Intrinsically Chiral Metamaterials with Giant Optical Chirality via One‐Step Lithography

Abstract Intrinsically chiral metamaterials (ICMMs) exhibiting strong chiroptical responses are promising for chiral sensing and lasing. Streamlining the fabrication process of ICMMs while enhancing the dissymmetry factor ( g ‐factor) is essential to enable large‐scale production and deployment in multifunctional systems. Conventional approaches, such as multi‐step lithography or rotational deposition, are not only complex but also susceptible to fabrication inaccuracies that degrade chiroptical performance. Typically, these methods yield a g ‐factor of only 0.1, which limits their practical utility. Herein, a one‐step lithography strategy based on electron‐beam deposition is introduced.

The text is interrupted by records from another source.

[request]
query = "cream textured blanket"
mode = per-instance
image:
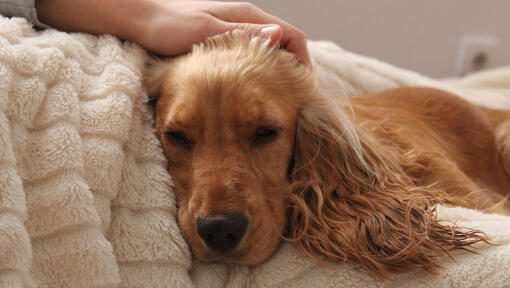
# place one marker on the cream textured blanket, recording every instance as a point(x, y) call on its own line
point(85, 200)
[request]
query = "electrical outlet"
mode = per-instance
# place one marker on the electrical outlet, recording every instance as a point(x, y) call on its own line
point(477, 53)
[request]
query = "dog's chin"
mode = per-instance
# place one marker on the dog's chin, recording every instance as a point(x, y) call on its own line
point(235, 257)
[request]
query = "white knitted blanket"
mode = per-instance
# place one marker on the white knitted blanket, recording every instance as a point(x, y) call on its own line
point(85, 199)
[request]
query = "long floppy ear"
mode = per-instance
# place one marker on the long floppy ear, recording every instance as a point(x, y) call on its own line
point(351, 199)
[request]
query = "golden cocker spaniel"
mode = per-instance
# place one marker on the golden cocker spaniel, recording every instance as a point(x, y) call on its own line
point(258, 154)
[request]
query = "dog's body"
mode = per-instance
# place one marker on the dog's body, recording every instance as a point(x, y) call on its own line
point(257, 153)
point(458, 137)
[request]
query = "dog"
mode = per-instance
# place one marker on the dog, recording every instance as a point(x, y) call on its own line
point(258, 153)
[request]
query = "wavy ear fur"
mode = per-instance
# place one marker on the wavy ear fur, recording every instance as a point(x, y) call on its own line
point(351, 199)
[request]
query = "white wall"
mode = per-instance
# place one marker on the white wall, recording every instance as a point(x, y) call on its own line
point(418, 35)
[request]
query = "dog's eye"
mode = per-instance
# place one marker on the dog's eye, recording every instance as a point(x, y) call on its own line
point(178, 137)
point(264, 135)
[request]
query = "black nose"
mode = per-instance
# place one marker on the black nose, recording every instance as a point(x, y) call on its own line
point(222, 233)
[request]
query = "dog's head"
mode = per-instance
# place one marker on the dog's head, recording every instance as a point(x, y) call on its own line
point(257, 154)
point(226, 117)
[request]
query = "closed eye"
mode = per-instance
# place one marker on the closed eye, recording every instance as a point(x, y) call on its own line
point(265, 135)
point(179, 138)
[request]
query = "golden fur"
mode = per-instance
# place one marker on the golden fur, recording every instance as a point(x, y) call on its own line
point(343, 179)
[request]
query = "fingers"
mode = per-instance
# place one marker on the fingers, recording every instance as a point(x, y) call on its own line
point(293, 39)
point(272, 31)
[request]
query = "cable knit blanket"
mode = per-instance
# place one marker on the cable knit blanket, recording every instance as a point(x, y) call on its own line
point(85, 199)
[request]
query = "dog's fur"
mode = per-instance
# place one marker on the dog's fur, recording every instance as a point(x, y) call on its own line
point(344, 179)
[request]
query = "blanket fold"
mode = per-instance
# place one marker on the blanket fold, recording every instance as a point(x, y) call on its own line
point(86, 200)
point(84, 194)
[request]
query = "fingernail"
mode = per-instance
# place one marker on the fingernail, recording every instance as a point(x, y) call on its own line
point(269, 31)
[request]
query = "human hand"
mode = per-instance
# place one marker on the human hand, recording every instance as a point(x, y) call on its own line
point(170, 27)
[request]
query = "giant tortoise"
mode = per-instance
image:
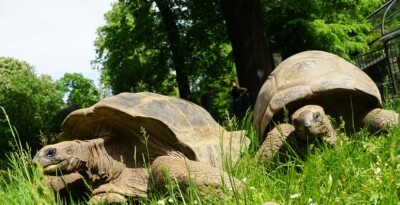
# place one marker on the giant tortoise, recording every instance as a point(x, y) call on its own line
point(110, 144)
point(309, 86)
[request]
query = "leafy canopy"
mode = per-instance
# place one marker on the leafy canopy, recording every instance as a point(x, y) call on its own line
point(31, 102)
point(338, 26)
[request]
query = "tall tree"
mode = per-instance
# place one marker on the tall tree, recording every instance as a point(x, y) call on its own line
point(132, 52)
point(81, 91)
point(253, 59)
point(338, 27)
point(30, 101)
point(135, 53)
point(175, 45)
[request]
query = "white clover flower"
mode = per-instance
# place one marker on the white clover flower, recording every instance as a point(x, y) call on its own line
point(294, 196)
point(160, 202)
point(377, 170)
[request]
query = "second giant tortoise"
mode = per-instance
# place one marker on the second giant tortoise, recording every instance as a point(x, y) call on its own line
point(109, 144)
point(308, 86)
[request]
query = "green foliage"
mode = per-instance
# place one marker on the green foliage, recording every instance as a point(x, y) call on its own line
point(21, 182)
point(133, 53)
point(81, 91)
point(339, 26)
point(31, 102)
point(361, 169)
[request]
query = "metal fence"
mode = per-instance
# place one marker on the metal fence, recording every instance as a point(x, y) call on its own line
point(383, 66)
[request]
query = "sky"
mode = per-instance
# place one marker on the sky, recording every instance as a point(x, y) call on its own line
point(54, 36)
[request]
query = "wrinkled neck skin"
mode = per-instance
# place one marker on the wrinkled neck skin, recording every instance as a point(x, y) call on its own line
point(324, 132)
point(99, 164)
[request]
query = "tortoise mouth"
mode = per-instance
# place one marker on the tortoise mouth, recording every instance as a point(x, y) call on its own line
point(51, 168)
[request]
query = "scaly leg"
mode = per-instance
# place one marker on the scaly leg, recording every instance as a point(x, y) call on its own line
point(184, 170)
point(380, 120)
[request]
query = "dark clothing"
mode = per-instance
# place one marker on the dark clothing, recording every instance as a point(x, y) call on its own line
point(235, 93)
point(206, 101)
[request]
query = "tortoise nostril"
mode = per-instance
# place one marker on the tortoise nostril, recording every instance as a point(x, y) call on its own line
point(50, 152)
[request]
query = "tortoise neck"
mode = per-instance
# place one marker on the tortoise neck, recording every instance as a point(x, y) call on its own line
point(99, 163)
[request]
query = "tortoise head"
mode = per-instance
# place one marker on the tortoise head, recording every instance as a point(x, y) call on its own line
point(311, 121)
point(63, 156)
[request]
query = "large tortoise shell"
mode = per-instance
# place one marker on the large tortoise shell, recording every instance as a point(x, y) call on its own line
point(156, 124)
point(314, 77)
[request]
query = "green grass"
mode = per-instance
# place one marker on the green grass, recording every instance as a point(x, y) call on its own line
point(361, 169)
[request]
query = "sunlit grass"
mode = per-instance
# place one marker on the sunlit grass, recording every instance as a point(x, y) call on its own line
point(361, 169)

By leveraging the shadowing effect and surface diffusion kinetics during thin‐film growth, 3D ICMMs with diverse topological architectures are fabricated. This approach achieves a record‐high g ‐factor of 1.3 in the visible band. Both the g ‐factor and resonance wavelength can be tuned through geometric design. The versatility of this method is further demonstrated across multiple material systems. As proof of concept, a sensing platform incorporating racemic chiral metamaterials enhance the chiral signal of cysteine enantiomers by three orders of magnitude. These findings open new pathways for developing advanced ICMMs in biosensing and integrated photonics.